Poetry seems to torment its maker, its listeners and even itself: part of the pleasure in this fantasy, as Freud’s ‘A Child Is Being Beaten’ surmised, comes from the mobile identifications it allows with punishers, bystanders and the punished.
But in any masochistic set-up, it is not the tying up which matters so much as the timing. Lady Wariston is inflicting these poems on the children because she is waiting for darkness to fall and – as far as we can tell from the unfinished chapter – for confirmation of the sickening news of her lover’s suicide. Reading the ballads is a way to mark time by theatricalising her own anticipated pain, to draw it out and make it bearable. Yearning for ‘the loves that complete and control’, the devotee of ‘Our Lady of Pain’ implores Dolores to bite so hard that she blocks out other, worse pains, ‘in yesterday’s reach and to-morrow’s … that smite not and bite not in play’. Despite their appearance of humiliation, the punishments undergone are carefully scripted by the fantasist, for then ‘the ego has made himself master of the world’s events’ and ‘master of the time at which they have to occur’, as Theodor Reik wrote in Masochism in Modern Man (1941). ‘Dolores’ keeps time by drawing itself out to 440 lines of intricately rhyming verse that involve a series of increasingly spectacular cues into the title’s rhyme word: from the mild-mannered ‘glories’ or ‘stories’, it steps up to the flashier ‘the love we adore is’, ‘sweet as the rind was the core is’, and, inevitably, ‘where thy foot on the floor is’. As you begin to anticipate the pattern, any wincing at the blood-flecked bodies is replaced by an increasing admiration for the professional poet at work. And then it becomes tiresome, and this too is part of the script: ‘barren’ and ‘sterile’ are terms of endearment in Poems and Ballads, moves to keep feelings of boredom and resentment within the game and delay the end still further. In Coldness and Cruelty, Gilles Deleuze noted how ‘the settings in Masoch, with their heavy tapestries, their cluttered intimacy, their boudoirs and closets, create a chiaroscuro where the only things that emerge are suspended gestures and suspended suffering.’ Part of the knight’s torment underground in ‘Laus Veneris’ is to ‘think now, as the heavy hours decease/One after one, and bitter thoughts increase/One upon one, of all sweet finished things’. After fantasising about torturing Anactoria to death, Sappho turns her thoughts to the greater torturer, God, who created a changing world:
like me the waste white noon,
Burnt through with barren sunlight; and like me
The land-stream and the tide-stream in the sea.
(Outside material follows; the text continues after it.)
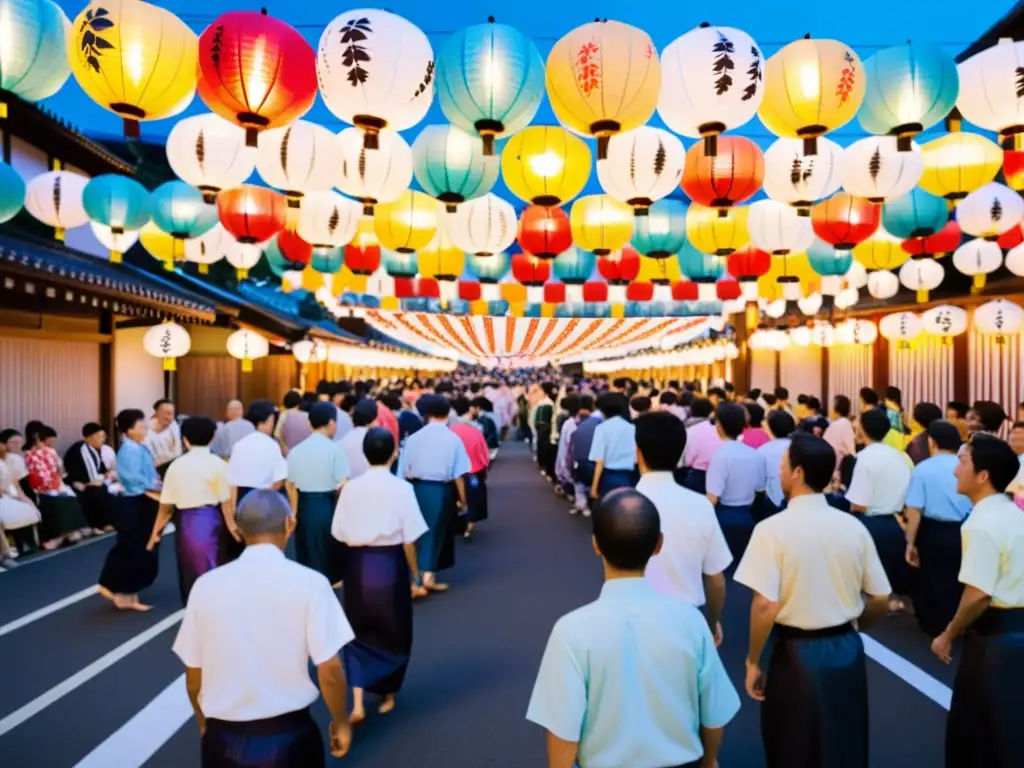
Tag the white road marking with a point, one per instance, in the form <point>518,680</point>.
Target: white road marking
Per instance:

I am sick with time as these with ebb and flow
The Earth itself is ‘sore spent with hungry lusts of birth and death’, while spring’s root is ‘fibrous and gnarled with poison; underneath/Serpents have gnawn it through with tortuous teeth.’ If spring itself is another snakebite opportunity, then cold winter need never end and the world itself can become the cruel mother/mistress’s boudoir. The fantasy is not fundamentally about seeking pain for its own sake, but investigates how feared suffering may be dramatised, internalised, and converted to something more predictable.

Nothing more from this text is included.